Ben pleaded for arms, and not finding any rushed out the back door to
where his weapons were checked. Learning that Ben was facing a fight,
Billy hurried to help his brother. He found Ben stuffing a revolver into
his belt and loading a rifle so he grabbed Ben’s double-barrelled shotgun. Satisfied,
the Thompson brothers stepped into the street.
Word of the
impending gunfight spread through town and Sheriff Whitney unarmed and in
his shirtsleeves rushed to the railroad tracks where Ben and Billy now
stood. Whitney implored them to put up their arms, and return to Brennan’s
saloon with him for a drink and to talk about how to resolve the
situation. Ben agreed, and all three walked back towards the saloon.
Watching from down the block, Sterling and Morco, with guns drawn, moved
to intercept the Thompson's. Another Texan yelled a warning; Ben stopped
at the door of the saloon and fired a rifle shot that missed.

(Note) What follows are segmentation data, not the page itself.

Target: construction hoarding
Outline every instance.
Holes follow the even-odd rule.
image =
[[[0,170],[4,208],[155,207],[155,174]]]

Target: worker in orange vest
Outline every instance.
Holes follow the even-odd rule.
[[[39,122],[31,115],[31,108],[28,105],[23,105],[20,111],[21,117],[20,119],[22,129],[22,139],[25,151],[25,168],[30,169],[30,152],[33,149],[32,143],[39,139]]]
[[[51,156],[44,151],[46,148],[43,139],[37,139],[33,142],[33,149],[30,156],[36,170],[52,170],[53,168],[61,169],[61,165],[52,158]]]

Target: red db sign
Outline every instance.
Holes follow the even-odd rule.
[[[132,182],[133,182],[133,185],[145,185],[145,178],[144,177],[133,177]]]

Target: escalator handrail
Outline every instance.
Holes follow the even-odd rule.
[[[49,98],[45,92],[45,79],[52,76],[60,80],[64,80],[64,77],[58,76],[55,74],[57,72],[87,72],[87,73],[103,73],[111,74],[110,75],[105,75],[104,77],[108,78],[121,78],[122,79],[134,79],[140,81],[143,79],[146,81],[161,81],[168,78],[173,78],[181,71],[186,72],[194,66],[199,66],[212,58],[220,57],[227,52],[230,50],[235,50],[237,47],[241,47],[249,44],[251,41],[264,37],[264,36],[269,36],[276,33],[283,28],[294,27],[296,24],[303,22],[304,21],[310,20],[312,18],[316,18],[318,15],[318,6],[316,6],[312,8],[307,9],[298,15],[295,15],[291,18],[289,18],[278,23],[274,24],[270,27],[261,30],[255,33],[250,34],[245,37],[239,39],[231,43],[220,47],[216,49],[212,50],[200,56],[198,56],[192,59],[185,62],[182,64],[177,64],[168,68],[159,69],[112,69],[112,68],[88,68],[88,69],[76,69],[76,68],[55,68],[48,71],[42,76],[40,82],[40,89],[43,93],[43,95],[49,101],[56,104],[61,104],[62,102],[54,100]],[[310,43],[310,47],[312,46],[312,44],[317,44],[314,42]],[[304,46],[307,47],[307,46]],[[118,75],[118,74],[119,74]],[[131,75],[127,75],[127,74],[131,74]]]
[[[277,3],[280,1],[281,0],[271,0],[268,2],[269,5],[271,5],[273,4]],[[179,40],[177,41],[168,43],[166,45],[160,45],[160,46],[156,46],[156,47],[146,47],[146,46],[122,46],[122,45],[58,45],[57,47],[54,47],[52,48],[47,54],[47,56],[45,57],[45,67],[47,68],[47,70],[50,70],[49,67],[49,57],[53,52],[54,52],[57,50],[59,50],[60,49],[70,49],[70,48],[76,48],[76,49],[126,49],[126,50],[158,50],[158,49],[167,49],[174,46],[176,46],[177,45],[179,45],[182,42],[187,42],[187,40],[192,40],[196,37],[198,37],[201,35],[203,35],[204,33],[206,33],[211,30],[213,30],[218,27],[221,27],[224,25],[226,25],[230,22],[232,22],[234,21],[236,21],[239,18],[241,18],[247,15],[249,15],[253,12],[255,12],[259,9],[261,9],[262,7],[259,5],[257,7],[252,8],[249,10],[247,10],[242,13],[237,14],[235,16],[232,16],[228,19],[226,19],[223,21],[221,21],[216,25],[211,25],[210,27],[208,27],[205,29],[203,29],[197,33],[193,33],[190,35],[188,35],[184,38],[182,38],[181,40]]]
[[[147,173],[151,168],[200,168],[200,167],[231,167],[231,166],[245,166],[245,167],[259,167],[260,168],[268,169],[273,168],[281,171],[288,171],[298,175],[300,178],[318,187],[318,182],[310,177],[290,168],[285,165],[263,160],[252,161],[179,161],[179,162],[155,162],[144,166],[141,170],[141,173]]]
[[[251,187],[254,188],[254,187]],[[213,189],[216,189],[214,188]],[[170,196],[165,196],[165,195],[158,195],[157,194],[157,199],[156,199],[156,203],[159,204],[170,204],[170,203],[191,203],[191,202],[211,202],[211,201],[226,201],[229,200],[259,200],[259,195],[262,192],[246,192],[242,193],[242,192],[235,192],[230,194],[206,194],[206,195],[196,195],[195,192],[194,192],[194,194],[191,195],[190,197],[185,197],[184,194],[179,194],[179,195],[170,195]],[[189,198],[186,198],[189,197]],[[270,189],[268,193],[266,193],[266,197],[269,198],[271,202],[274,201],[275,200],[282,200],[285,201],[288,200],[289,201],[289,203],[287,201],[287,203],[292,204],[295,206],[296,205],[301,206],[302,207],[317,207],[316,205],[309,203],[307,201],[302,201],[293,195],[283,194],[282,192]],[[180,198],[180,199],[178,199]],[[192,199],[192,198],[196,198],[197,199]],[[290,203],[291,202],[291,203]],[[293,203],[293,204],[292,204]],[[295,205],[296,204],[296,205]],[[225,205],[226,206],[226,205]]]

Behind him
Billy’s shotgun roared. Ben turned to see his friend, Sheriff Whitney,
withering on the ground his blood soaking into the dust.
Townspeople
carried Whitney home and sent for a doctor. Ben seated Billy on a horse
and pleaded with him to flee. Slowly riding out of town, Billy kept
cursing for a fight. With the help of other Texans, Ben prevented any
pursuit for over an hour. Billy hid in the cattle camps outside town, and
returned to Texas with some drovers. Sheriff Whitney died a few days
later; Billy soon had a price on his head. The governor of Kansas offered
a $500 reward for his arrest and conviction.
BILLY THOMPSON REMAINS ON THE RUN
Reconstruction was over, and no one seemed to care about the death of Private Burk, but Billy Thompson was forced to remain on the dodge. For the next several years Aransas county officials sent out warrants to the Texas sheriffs of Travis, Galveston and Atascosa counties. In every instance, the sheriffs failed to find him within their jurisdiction. In June 1874 he eluded a city policeman after starting a row in an Austin saloon. Later that summer the law briefly caught up to him in Mountain City, Texas, but he escaped and went to San Antonio where, with a friend, he visited a brothel named the Long House and struck one of the prostitutes across the face with his quirt. Two San Antonio policeman chased Billy and his friend but withheld firing their pistols because of the danger of hitting innocent parties. Billy kept on the run for two more years.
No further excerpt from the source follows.